# Cero AR24 / AR30 Wheelset



## jamin100 (24 Apr 2015)

Looking to maybe replace the standard giant wheels on my defy composite and have just come across the Cero AR24 at 1550 grams, £175 with tyres from cycle division

http://www.cycledivision.co.uk/product-info.php?Cero_AR24_Alloy_Clincher_Wheelset-pid363.html

Does anyone have any experience of these wheels? I was originally looking at the Campag Zondas but have now spotted these and also the Cero AR30 wheels,,


----------



## Mo1959 (24 Apr 2015)

Review on road.cc
http://road.cc/content/review/148314-cero-ar24-wheelset
They do sound tempting for the price.


----------



## jamin100 (24 Apr 2015)

Yeh that's where I first saw them. Looking to see some real world opinions


----------



## Richard A Thackeray (25 Apr 2015)

I bought a pair of these, from Planet X, in Worsbrough

Sadly they're not listed there anymore, but were on the website at £199, but I paid £149 in the shop! (Evans link instead)

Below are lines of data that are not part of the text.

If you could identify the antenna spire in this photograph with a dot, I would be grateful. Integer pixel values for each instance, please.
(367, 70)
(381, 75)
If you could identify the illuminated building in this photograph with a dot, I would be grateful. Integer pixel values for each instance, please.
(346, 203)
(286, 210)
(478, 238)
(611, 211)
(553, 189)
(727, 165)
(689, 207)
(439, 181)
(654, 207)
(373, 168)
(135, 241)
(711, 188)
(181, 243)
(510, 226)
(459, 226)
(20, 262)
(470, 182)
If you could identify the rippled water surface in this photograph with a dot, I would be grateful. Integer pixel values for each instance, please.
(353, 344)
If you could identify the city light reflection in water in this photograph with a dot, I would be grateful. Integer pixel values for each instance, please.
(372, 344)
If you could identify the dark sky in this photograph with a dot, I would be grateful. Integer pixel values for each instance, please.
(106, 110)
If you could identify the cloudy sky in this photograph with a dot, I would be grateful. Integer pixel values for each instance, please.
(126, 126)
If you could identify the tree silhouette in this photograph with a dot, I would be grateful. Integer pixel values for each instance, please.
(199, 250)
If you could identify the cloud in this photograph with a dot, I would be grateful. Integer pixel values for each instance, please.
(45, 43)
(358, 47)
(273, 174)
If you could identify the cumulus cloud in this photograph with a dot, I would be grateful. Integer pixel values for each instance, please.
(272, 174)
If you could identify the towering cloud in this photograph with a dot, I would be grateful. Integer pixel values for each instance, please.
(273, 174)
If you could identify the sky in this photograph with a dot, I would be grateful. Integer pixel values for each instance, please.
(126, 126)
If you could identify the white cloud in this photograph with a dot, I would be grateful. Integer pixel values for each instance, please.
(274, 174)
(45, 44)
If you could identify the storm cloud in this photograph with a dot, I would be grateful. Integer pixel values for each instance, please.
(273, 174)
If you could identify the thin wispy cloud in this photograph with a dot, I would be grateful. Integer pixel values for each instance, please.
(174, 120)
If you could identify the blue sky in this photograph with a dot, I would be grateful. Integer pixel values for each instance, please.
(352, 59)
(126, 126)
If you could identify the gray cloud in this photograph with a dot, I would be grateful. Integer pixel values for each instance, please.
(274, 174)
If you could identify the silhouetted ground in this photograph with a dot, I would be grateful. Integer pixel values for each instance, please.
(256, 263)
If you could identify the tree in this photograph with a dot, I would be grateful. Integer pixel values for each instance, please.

http://www.evanscycles.com/products/vision/team30-wheelset-ec060711

They roll superbly, seem unphased by potholes, they even sparkle nicely in headlights at night
The only downside is a slight tendancy to catch side-winds


----------



## BigCoops (25 Apr 2015)

I have the Vision ones too, they're perfectly good wheels, relatively light and roll well. I'm close to 15 1/2 stone and no issues here.

I must admit though, I'm looking at a set of Ultegra 6800's as my next wheels, currently £230 ish on Wiggle, 11spd compatible and tubeless ready rims too, if you wanted to go that way, they do seem a better choice given Shimano quality.

http://www.wiggle.co.uk/shimano-ultegra-6800-wheelset/


----------



## Richard A Thackeray (25 Apr 2015)

BigCoops said:


> I have the Vision ones too, they're perfectly good wheels, relatively light and roll well. I'm close to 15 1/2 stone and no issues here.



10 stone (+/- a couple of pounds over the year), so certainly no issues


----------



## Lig87 (29 Apr 2015)

Hi, I took delivery of the Cero AR24 wheelset yesterday and got them straight on the bike. First impressions are great for the price, I also was going to go with the Zonda's until I saw the review on road.cc. I don't really have much to compare them to as this is my first road bike, it's a Cube Peloton 2013 which came with SHIMANO WH-501 wheelset as standard. After a little 15 mile blast last night with the new wheels on they definitely seem to roll more effortlessly than the 501's and the bike now feels more agile, there's defiantly less flex while climbing out of the saddle. As for any noticeable speed increase from having lighter wheels, I didn't notice any although there was a fair headwind for most of my ride last night so time will tell on that front.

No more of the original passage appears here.